The Canadian Broadcasting Corporation reported that about 60 people gathered outside the shrine in support of Phillips on Saturday night, though it did not mention reports that Phillips and some supporters attempted to disrupt the evening Mass.
Video footage posted by CBC showed one supporter saying that the group had gathered at the shrine to listen to Phillips, and to hold the Catholic Church “accountable” for the alleged actions of the Covington Catholic students and for the “colonial violence that the Catholic Church reproduces every day.”
The Facebook video viewed by CNA concluded with the reflections of one protester.
“It’s cold, but you know what the cold, the rain, the snow, whatever, it ain’t gonna stop us. We’re gonna get out here and let our voices be heard. Whether it be at a Catholic Church, it don’t matter, Catholic school, whatever.”
“We’re still gonna come on this property, it’s all our ours anyway. We came, said our part. You know, because what them boys did, you know, Trump supporters, and you know, being disrespectful. We didn’t bother them. They came over and bothered us, saying stuff, being disrespectful. You know what, we’re still here. We’ll be back.”
The shrine security guard told CNA that for him the incident was especially distressing because Mass was underway.

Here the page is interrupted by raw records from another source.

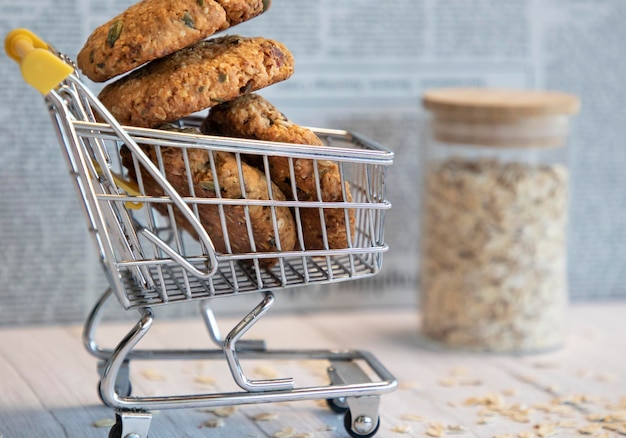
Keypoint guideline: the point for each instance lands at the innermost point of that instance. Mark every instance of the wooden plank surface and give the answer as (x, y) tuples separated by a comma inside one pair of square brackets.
[(48, 381)]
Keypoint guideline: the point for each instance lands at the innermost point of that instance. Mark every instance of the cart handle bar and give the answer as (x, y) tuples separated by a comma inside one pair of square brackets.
[(40, 68)]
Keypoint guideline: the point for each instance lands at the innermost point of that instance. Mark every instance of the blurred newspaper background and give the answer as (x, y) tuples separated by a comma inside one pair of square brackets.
[(361, 65)]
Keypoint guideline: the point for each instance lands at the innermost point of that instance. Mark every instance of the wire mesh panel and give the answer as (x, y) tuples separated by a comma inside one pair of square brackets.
[(180, 216)]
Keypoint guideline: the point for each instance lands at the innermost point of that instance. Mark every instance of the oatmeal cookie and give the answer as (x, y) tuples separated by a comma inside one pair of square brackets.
[(226, 181), (152, 29), (195, 78), (253, 117)]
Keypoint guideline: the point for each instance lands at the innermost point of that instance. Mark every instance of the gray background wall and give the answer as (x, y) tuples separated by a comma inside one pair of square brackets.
[(344, 51)]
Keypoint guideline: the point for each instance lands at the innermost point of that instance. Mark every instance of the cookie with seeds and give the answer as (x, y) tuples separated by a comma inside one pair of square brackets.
[(217, 174), (253, 117), (195, 78), (152, 29)]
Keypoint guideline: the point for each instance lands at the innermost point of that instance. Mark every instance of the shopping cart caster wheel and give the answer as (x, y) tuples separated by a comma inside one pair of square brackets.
[(338, 405), (131, 425), (116, 430), (363, 426)]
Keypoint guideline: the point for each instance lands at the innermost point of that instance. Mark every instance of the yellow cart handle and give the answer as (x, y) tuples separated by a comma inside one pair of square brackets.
[(40, 68)]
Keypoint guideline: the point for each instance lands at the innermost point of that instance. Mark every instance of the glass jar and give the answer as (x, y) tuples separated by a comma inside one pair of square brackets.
[(493, 257)]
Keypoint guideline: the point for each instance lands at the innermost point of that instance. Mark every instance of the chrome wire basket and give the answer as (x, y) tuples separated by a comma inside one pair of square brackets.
[(156, 250)]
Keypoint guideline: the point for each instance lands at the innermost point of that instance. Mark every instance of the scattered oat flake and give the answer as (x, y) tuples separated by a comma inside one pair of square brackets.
[(596, 417), (546, 430), (265, 416), (288, 432), (413, 417), (455, 428), (435, 431), (103, 422), (527, 378), (215, 423), (567, 425), (606, 377), (266, 371), (590, 429), (222, 412), (153, 374), (409, 385), (401, 428), (470, 382), (207, 380)]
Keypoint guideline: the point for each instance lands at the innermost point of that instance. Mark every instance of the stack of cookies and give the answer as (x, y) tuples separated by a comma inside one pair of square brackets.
[(169, 69)]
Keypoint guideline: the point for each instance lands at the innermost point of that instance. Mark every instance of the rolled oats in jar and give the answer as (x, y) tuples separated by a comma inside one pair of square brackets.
[(493, 256)]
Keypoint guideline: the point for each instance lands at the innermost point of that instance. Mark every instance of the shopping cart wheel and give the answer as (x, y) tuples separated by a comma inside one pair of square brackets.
[(133, 424), (361, 427), (338, 405), (116, 430)]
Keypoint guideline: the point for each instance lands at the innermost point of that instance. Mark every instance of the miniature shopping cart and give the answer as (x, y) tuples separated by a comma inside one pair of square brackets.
[(150, 260)]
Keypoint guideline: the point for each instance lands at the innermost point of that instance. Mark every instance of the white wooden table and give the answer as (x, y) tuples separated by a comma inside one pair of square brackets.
[(48, 381)]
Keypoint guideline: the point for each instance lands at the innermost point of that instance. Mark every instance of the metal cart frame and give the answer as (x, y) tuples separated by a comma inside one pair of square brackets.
[(150, 264)]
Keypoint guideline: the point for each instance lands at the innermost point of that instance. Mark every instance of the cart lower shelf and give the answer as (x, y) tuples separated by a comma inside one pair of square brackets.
[(356, 378)]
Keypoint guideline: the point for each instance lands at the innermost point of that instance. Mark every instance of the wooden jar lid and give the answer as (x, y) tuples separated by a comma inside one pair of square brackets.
[(485, 104)]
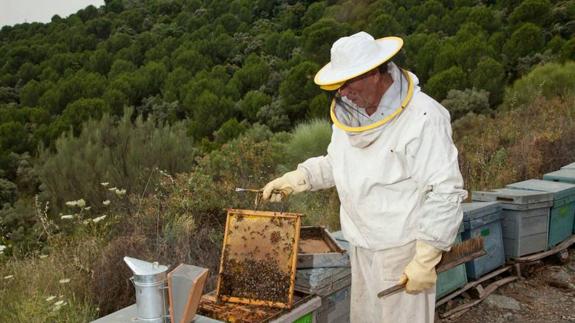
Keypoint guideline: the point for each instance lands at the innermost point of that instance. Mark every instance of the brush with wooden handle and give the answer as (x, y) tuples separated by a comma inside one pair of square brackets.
[(459, 254)]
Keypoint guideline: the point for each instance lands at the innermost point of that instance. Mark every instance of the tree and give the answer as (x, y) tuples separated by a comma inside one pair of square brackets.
[(252, 75), (526, 40), (534, 11), (125, 153), (208, 112), (490, 75), (82, 110), (251, 104), (460, 103), (440, 83), (384, 24), (549, 81), (229, 130), (100, 62), (318, 38), (298, 89)]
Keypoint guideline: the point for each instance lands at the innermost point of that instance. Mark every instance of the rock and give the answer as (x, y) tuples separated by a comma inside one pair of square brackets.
[(508, 316), (561, 276), (503, 302)]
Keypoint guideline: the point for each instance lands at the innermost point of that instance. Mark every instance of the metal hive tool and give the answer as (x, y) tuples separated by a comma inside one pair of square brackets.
[(259, 255)]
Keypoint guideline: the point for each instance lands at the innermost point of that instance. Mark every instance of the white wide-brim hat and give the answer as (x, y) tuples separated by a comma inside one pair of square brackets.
[(354, 55)]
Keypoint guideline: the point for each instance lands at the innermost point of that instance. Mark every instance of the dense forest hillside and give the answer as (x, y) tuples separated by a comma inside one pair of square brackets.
[(125, 128)]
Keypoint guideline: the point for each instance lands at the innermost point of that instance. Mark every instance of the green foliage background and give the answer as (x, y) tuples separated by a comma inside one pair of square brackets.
[(179, 102)]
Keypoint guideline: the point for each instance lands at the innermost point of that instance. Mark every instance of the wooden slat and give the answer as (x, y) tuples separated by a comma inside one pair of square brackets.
[(563, 245)]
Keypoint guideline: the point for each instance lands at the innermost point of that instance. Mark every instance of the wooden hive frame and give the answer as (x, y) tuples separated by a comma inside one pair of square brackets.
[(296, 218)]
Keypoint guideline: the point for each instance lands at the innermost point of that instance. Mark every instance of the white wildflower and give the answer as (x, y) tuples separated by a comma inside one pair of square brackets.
[(98, 219), (81, 203), (71, 203)]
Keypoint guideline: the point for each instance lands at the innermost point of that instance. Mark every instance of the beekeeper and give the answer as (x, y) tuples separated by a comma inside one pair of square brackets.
[(394, 164)]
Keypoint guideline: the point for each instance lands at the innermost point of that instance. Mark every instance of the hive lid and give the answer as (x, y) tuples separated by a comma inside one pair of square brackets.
[(142, 268), (512, 196), (565, 175), (475, 210), (559, 190)]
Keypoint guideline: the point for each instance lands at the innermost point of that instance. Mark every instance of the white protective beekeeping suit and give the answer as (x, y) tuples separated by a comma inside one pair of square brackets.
[(397, 183), (397, 176)]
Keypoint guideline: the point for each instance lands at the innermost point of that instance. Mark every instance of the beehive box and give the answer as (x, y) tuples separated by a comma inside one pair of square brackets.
[(525, 219), (562, 213), (336, 299), (317, 248), (566, 175), (335, 307), (454, 278), (484, 219), (304, 304), (259, 255)]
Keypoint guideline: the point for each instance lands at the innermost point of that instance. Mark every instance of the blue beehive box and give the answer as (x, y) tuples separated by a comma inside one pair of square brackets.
[(484, 219), (525, 219), (562, 213), (565, 175), (454, 278)]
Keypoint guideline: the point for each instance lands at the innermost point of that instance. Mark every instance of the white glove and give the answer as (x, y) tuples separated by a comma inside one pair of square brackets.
[(291, 182), (420, 272)]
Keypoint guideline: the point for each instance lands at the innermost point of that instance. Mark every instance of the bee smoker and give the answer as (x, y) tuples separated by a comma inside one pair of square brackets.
[(150, 282)]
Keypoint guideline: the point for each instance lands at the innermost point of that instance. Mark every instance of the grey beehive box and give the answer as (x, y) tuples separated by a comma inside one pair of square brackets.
[(185, 284)]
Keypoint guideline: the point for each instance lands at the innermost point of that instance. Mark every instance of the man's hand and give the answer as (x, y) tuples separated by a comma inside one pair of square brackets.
[(291, 182), (420, 272)]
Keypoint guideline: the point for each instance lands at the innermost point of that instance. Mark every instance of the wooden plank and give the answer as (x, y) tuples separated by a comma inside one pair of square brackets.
[(472, 284), (563, 245), (487, 291)]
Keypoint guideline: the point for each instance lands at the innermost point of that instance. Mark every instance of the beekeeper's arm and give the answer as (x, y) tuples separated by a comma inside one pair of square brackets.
[(311, 175), (432, 159)]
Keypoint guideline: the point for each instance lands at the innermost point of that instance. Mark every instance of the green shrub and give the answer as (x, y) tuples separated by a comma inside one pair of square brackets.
[(550, 80), (125, 154), (51, 288), (308, 139), (460, 103)]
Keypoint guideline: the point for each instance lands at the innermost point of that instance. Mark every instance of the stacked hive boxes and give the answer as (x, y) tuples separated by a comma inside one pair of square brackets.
[(454, 278), (562, 212), (525, 219), (564, 175), (332, 282), (484, 219)]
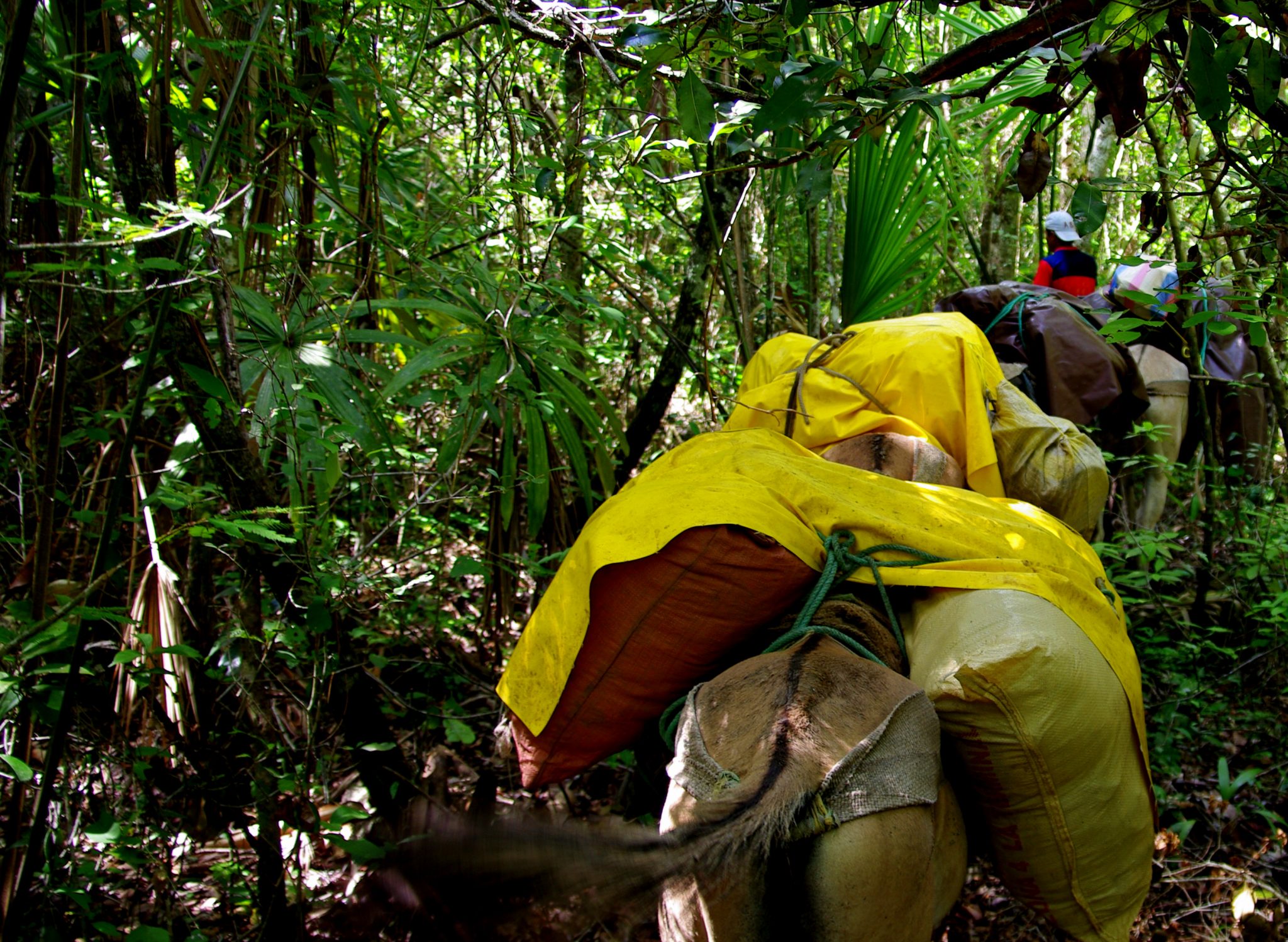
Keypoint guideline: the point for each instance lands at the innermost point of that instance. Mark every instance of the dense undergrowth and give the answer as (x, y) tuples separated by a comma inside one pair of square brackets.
[(163, 845)]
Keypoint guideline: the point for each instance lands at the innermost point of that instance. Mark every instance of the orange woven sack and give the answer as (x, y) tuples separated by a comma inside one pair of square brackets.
[(657, 626)]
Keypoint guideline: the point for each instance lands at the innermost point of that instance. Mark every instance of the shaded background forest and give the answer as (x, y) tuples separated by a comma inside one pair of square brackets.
[(326, 325)]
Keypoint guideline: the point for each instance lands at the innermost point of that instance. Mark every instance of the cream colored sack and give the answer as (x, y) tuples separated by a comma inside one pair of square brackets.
[(1048, 462), (1045, 731)]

“It’s a house of worship, a place of prayer where people come to celebrate. All this anger is so against what we are all about here.”
He told CNA that he’d never witnessed anything like it during his whole time of employment at the basilica.
“I don’t know the details of what happened on Friday [after the March for Life], I wish I did. All I know is it’s a shame, and it’s got nothing to do with why people were here.”
“And this all happened on our biggest event of the year. I hope we never see it again.”